Y entonces diviso el cuerpo cercano al mío y ocurre algo como nubes que emergen del piso y me transportan, y debe ser ese uno de los miles de motivos por los cuales no recuerdo nunca los segundos que transcurren entre el instante en que veo y el cruzar de las calles siniestras mirando pero sin ver y al fin alcanzar la cercanía y la danza de las pieles.
Pero mi alma está sucia y lo que quiero es llorar un río entero. Deshacerme de mí, extirparme, matarme pero seguir con vida, sin mí. Matarme pero no morir. Son tantas las cosas que leí y en todas estoy, desdibujada y latente. Y en lo que escribo me descubro, arrinconada.
Entonces una lengua
ella sube y baja, se pliega y vive en una danza escalofriante y risueña
poros abiertos
y es ahí cuando la piel tiembla y los pensamientos mueren
pero el deseo es inmortal
¿cómo decir que no?
¿cómo seguir viviendo después de eso?
Estoy tan confundida, tengo dos seres irreconciliables dentro de mí
y los dos son igual de desagradables
uno de ellos amenaza al otro
uno de ellos llora
¿Cómo explicar que no soy la que comete el delito?
No soy la ninfa vulgar que necesita detallar y gritar y encender las luces en todas partes
pero tampoco soy la idiota que espera
y no espera nada realmente
nada es suficiente
nunca nada
nunca.
La histeria me consume, quiero golpear mi cabeza contra algo y desfallecer
pero si todo es sexo y todo es deseo
todo se mueve y a una velocidad pretenciosa.
Perdí mis palabras. Ellas. Las que nacieron de mí. Las que escupía mi boca.

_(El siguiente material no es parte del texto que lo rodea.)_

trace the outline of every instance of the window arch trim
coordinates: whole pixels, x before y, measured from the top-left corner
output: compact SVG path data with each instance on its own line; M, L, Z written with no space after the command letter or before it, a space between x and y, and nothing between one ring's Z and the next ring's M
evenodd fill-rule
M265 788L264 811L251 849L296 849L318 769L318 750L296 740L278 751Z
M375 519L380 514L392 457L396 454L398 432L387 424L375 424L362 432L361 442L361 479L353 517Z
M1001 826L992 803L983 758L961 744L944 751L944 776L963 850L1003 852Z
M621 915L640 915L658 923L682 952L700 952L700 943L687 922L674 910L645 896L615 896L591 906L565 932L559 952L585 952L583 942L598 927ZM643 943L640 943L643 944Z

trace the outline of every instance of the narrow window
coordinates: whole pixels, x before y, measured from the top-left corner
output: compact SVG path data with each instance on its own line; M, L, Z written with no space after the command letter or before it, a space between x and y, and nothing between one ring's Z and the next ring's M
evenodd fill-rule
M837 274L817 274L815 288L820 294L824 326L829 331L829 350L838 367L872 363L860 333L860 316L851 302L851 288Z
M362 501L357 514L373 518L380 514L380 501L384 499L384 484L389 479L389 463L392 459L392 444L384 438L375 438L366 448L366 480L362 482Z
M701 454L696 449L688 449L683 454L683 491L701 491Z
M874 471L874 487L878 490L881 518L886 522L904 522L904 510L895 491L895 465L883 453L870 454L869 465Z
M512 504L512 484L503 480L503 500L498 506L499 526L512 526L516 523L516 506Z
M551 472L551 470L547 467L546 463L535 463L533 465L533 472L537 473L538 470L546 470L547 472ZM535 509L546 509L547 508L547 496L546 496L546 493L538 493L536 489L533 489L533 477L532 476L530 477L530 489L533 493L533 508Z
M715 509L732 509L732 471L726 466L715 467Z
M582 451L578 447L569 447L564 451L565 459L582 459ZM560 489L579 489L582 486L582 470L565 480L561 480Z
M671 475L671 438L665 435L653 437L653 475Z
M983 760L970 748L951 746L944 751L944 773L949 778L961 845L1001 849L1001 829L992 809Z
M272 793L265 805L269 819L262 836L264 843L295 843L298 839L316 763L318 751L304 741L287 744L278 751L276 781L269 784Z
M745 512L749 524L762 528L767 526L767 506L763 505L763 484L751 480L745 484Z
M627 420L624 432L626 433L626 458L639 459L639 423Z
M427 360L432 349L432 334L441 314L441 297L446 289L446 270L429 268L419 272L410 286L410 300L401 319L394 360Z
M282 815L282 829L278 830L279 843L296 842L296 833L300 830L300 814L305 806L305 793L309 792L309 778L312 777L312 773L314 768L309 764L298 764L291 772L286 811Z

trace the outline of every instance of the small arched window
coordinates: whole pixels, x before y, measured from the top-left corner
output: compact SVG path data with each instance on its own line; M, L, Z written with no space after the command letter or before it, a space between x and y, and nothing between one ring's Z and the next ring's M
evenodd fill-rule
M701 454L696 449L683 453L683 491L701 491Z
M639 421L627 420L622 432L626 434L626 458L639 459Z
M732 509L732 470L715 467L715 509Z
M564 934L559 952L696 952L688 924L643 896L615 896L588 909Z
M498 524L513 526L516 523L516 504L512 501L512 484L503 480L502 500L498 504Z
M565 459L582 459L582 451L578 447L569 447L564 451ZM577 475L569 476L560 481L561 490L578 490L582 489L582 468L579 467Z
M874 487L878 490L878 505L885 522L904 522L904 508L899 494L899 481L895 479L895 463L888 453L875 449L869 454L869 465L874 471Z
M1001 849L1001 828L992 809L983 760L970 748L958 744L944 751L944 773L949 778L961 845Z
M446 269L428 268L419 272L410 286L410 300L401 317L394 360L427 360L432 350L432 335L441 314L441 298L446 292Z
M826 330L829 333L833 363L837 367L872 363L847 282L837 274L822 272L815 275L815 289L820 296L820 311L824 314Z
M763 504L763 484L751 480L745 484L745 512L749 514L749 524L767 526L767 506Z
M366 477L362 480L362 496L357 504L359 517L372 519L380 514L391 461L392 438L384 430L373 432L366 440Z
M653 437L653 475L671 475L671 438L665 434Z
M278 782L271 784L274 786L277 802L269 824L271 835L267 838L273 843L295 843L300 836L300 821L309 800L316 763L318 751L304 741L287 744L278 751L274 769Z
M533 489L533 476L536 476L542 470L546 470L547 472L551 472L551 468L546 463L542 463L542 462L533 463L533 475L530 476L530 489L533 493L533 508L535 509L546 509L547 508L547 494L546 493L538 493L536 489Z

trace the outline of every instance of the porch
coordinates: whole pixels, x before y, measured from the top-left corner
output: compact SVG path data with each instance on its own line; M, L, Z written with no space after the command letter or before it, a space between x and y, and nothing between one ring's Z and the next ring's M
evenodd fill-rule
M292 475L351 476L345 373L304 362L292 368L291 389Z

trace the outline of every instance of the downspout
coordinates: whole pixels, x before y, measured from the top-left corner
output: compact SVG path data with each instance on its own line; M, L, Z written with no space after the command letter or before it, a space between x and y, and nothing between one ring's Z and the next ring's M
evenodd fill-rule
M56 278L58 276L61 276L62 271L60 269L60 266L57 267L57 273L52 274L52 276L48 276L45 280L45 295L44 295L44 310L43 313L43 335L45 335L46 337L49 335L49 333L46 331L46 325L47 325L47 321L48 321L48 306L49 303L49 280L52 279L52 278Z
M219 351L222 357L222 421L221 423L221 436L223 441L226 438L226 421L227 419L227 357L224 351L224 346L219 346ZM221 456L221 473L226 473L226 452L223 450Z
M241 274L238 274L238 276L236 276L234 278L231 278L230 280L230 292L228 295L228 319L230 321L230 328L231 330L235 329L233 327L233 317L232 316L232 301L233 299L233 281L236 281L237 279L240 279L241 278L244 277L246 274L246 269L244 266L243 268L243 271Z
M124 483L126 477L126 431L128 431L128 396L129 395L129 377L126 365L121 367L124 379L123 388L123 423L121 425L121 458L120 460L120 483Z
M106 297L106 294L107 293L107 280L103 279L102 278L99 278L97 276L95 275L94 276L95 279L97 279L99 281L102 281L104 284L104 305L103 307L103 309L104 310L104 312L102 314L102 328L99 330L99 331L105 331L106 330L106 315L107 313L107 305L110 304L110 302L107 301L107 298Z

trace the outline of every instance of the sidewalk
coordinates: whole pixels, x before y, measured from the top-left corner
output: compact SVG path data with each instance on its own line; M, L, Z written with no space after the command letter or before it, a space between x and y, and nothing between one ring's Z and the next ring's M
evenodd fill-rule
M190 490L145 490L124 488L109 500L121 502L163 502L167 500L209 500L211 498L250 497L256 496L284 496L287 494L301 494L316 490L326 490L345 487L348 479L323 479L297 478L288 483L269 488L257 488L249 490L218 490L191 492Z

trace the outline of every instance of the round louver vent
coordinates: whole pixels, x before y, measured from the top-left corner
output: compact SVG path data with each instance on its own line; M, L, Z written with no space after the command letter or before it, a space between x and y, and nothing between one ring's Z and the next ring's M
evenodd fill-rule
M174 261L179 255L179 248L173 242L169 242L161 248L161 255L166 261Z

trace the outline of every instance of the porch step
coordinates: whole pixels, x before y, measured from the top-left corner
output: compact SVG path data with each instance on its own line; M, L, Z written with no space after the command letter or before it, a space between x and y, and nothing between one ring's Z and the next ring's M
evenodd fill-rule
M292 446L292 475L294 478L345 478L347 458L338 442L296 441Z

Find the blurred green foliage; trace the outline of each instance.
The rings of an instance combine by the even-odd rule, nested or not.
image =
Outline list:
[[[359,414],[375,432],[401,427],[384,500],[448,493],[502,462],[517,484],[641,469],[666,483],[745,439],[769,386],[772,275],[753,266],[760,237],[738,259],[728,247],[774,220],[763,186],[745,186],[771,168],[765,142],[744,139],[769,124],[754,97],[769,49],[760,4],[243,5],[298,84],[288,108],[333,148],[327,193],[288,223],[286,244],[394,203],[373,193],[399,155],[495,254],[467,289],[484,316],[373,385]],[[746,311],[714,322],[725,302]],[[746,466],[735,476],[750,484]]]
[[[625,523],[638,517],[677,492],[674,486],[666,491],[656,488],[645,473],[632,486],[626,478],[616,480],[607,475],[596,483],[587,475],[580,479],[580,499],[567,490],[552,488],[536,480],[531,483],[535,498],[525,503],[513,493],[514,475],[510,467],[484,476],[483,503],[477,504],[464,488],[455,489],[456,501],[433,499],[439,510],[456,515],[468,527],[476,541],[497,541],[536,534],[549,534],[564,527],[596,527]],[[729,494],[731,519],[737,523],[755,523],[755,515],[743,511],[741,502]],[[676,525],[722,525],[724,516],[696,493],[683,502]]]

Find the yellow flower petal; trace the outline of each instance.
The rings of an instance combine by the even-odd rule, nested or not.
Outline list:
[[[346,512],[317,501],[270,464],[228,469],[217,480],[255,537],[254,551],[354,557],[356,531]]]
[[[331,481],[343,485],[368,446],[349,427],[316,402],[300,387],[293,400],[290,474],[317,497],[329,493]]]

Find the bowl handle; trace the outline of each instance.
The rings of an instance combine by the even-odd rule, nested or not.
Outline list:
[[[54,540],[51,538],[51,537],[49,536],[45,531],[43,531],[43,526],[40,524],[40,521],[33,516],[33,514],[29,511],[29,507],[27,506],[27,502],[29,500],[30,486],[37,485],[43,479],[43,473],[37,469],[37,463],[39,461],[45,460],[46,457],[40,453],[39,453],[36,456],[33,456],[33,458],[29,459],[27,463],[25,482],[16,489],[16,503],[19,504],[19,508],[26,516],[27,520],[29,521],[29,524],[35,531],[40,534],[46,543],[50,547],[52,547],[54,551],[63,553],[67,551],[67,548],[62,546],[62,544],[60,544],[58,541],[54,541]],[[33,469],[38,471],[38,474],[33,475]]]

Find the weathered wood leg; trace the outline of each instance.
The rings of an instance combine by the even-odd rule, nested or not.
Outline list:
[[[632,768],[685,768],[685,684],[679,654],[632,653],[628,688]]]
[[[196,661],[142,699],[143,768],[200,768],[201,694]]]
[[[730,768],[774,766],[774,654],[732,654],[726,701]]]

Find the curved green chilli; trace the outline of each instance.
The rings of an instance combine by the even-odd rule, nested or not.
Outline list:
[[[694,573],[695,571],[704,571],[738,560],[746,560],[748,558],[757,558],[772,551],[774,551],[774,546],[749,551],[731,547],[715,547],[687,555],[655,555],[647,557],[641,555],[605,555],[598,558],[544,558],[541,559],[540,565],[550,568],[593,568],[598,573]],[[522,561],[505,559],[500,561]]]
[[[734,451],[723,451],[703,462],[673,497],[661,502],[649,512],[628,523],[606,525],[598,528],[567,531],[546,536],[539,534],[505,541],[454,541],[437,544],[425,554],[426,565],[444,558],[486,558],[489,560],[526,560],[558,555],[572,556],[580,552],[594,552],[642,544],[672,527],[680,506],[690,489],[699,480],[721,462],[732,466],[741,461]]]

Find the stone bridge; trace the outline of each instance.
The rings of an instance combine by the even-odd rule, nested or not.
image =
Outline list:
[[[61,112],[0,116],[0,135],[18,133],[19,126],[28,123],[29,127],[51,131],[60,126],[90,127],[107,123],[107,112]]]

A veces ellas vuelven a nacer y son las mismas, siempre son las mismas, pero cómo explicar el miedo. Y que estoy tan sola, tan sola y asustada, siempre temblando, bañada en mi propia agua salada o bailando entre las risas histéricas pero con el miedo impregnado en todo mi cuerpo, en mis manos, en mis ojos, siempre es miedo, la tristeza que nace del miedo o la euforia que se muere en él. No existo, temo.
¿Cómo voy a escribir algo que valga la pena si no puedo controlarme y ser una sola persona?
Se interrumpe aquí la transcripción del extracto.